一般的なネットワークのセキュリティ推奨事項に従うことは、ネットワーク環境のセキュリティを強化するための最初のステップです。その後、ファイアウォールや IPsec を使用したネットワークのセキュリティ強化などの特殊な領域に進むことができます。

  • スパニング ツリーが有効化されている場合は、物理スイッチのポートが Portfast を使用して構成されるようにします。VMware の仮想スイッチは STP をサポートしていないため、ESXi ホストに接続されている物理スイッチ ポートでは、スパニング ツリーが有効化されている場合には Portfast が構成されており、物理スイッチ ネットワーク内でのループを回避するようになっている必要があります。Portfast が設定されていない場合には、潜在的なパフォーマンスと接続性の問題が発生する可能性があります。

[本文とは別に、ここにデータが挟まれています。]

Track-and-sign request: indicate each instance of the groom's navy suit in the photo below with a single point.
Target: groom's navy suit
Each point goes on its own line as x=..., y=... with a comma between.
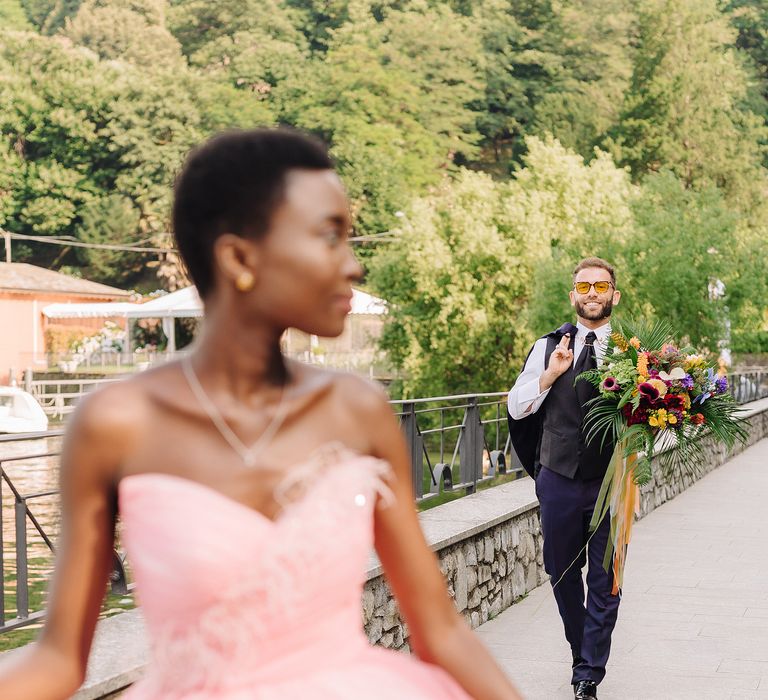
x=550, y=441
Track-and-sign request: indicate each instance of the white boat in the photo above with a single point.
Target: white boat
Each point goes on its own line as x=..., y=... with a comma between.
x=20, y=412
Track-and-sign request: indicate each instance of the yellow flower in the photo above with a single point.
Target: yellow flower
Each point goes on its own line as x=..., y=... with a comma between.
x=659, y=419
x=619, y=341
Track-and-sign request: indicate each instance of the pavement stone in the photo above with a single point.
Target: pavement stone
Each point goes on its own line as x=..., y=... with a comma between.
x=693, y=621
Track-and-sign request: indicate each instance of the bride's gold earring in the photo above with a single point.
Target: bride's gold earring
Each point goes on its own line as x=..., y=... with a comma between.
x=244, y=281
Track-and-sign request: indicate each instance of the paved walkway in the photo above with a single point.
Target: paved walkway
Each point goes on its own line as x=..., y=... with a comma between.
x=693, y=623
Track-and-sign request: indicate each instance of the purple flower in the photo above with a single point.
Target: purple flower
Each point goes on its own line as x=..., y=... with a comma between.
x=648, y=391
x=610, y=384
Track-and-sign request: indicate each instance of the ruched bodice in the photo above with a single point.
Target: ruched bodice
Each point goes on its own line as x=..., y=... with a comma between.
x=241, y=606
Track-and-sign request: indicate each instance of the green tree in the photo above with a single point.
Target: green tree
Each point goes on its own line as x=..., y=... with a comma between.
x=683, y=243
x=566, y=210
x=126, y=30
x=12, y=15
x=455, y=283
x=392, y=99
x=684, y=110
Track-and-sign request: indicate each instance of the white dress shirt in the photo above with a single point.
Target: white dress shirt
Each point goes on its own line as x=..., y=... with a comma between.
x=524, y=397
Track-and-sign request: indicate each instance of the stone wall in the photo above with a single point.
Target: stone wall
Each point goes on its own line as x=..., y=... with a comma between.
x=660, y=490
x=489, y=546
x=486, y=571
x=489, y=568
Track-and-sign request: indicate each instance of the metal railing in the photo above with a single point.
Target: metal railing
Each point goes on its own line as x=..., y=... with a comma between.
x=472, y=428
x=58, y=397
x=23, y=516
x=455, y=443
x=749, y=385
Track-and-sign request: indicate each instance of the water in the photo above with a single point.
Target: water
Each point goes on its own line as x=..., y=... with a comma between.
x=30, y=475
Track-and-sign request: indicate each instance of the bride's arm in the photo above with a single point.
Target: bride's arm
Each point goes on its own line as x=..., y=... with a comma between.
x=54, y=666
x=438, y=633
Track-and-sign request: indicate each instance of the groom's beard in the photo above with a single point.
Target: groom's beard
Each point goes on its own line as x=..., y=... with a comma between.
x=597, y=313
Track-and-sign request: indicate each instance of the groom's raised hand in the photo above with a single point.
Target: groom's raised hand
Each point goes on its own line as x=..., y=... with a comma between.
x=559, y=361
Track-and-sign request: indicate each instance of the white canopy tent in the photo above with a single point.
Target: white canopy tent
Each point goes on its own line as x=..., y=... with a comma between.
x=184, y=303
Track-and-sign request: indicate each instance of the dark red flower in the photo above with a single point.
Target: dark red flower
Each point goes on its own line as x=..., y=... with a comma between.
x=648, y=391
x=638, y=415
x=674, y=402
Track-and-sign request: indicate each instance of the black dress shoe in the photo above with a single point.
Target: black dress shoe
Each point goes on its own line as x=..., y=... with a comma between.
x=585, y=690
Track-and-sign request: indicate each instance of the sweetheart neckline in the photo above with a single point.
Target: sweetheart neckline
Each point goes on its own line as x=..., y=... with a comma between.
x=347, y=455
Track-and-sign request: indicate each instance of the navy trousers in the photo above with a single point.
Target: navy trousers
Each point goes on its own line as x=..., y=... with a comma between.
x=566, y=510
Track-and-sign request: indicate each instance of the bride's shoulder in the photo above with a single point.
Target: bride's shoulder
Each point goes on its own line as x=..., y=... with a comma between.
x=117, y=410
x=350, y=390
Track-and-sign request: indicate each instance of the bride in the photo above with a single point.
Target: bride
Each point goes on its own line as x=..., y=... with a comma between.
x=251, y=487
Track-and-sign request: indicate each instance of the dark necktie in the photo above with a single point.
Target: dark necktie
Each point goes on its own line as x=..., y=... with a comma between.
x=586, y=360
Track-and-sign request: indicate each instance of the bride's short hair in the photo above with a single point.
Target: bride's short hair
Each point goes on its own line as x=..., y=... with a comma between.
x=232, y=184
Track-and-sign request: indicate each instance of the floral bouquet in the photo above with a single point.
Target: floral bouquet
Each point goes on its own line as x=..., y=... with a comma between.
x=651, y=392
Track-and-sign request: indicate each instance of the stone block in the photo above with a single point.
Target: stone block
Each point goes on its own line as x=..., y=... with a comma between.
x=488, y=549
x=470, y=554
x=368, y=604
x=471, y=578
x=375, y=630
x=461, y=587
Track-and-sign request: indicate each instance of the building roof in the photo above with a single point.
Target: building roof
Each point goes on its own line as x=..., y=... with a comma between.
x=24, y=278
x=184, y=303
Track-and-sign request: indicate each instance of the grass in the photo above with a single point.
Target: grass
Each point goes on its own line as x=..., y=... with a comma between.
x=448, y=496
x=39, y=573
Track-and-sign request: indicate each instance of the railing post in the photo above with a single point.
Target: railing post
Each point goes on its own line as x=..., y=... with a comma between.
x=415, y=448
x=471, y=447
x=22, y=584
x=2, y=554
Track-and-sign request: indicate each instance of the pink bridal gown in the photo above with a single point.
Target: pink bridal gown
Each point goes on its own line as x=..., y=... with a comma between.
x=239, y=606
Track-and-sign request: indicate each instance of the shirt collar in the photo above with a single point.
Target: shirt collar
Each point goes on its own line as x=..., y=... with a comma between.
x=602, y=333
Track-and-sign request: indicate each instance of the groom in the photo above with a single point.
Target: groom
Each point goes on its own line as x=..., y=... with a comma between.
x=547, y=428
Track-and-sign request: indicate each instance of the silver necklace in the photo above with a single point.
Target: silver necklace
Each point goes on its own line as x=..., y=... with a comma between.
x=247, y=454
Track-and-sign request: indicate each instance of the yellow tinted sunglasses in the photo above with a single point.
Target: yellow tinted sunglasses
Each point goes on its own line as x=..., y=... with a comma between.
x=584, y=287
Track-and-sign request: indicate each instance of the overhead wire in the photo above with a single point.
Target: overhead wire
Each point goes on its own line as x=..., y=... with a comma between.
x=135, y=247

  • 分散仮想スイッチの Netflow トラフィックは、許可されたコレクタ IP アドレスに対してのみ送信されるようにします。Netflow エクスポートは暗号化されず、仮想ネットワークに関する情報を含めることができるため、連続的な中間者攻撃にさらされる危険性が増します。Netflow エクスポートが必要な場合は、すべての Netflow ターゲット IP アドレスが正しいことを確認してください。

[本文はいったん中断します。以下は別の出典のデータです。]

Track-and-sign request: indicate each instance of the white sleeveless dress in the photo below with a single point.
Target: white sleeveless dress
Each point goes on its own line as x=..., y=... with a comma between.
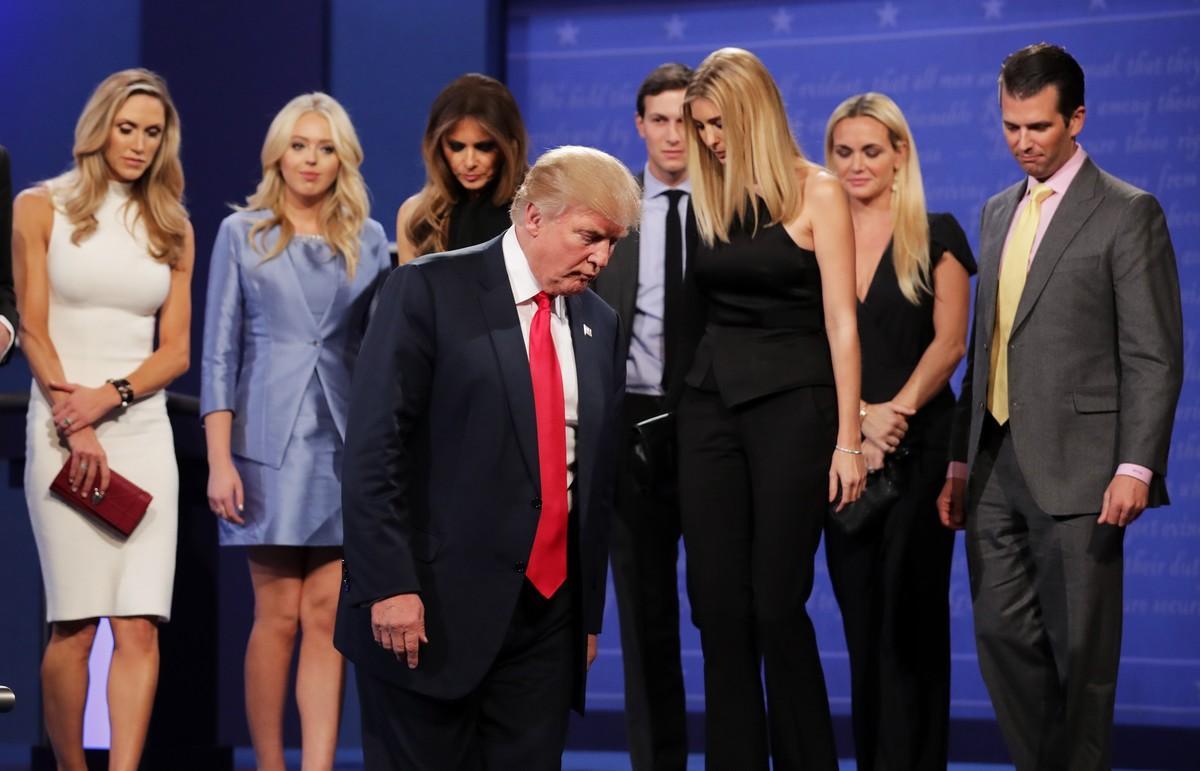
x=103, y=298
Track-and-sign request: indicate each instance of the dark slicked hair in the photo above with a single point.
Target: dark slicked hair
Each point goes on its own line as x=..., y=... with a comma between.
x=669, y=77
x=1027, y=71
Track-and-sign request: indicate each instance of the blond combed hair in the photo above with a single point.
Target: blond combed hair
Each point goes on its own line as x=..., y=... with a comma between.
x=910, y=222
x=585, y=178
x=346, y=207
x=157, y=195
x=492, y=106
x=761, y=154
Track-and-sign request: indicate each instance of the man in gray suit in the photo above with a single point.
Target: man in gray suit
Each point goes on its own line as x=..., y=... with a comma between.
x=1065, y=420
x=645, y=285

  • 必ず、ロールベースのアクセス制御を使用することにより、許可された管理者のみが仮想ネットワーク コンポーネントにアクセスできるようにします。たとえば、仮想マシン管理者は、管理する仮想マシンが存在するポート グループに対してのみアクセス権を持っている必要があります。ネットワーク管理者には、すべてのネットワーク コンポーネントに対するアクセス許可が必要ですが、仮想マシンへのアクセス権は不要です。アクセスを制限すると、偶発的であれ悪意のあるものであれ誤って構成するリスクが軽減され、責務の分離と最小限の権限という主要なセキュリティ概念が適用されます。

  • ポート グループをネイティブ VLAN の値に構成しないようにします。物理スイッチは VLAN 1 をネイティブ VLAN として使用します。ネイティブ VLAN 上のフレームに 1 というタグは付いていません。ESXi にはネイティブ VLAN がありません。ポート グループで VLAN が指定されているフレームにはタグがありますが、ポート グループで VLAN が指定されていないフレームにタグは付いていません。この場合、1 というタグが付いている仮想マシンは結果的に物理スイッチのネイティブ VLAN に所属することになるので、問題が生じる可能性があります。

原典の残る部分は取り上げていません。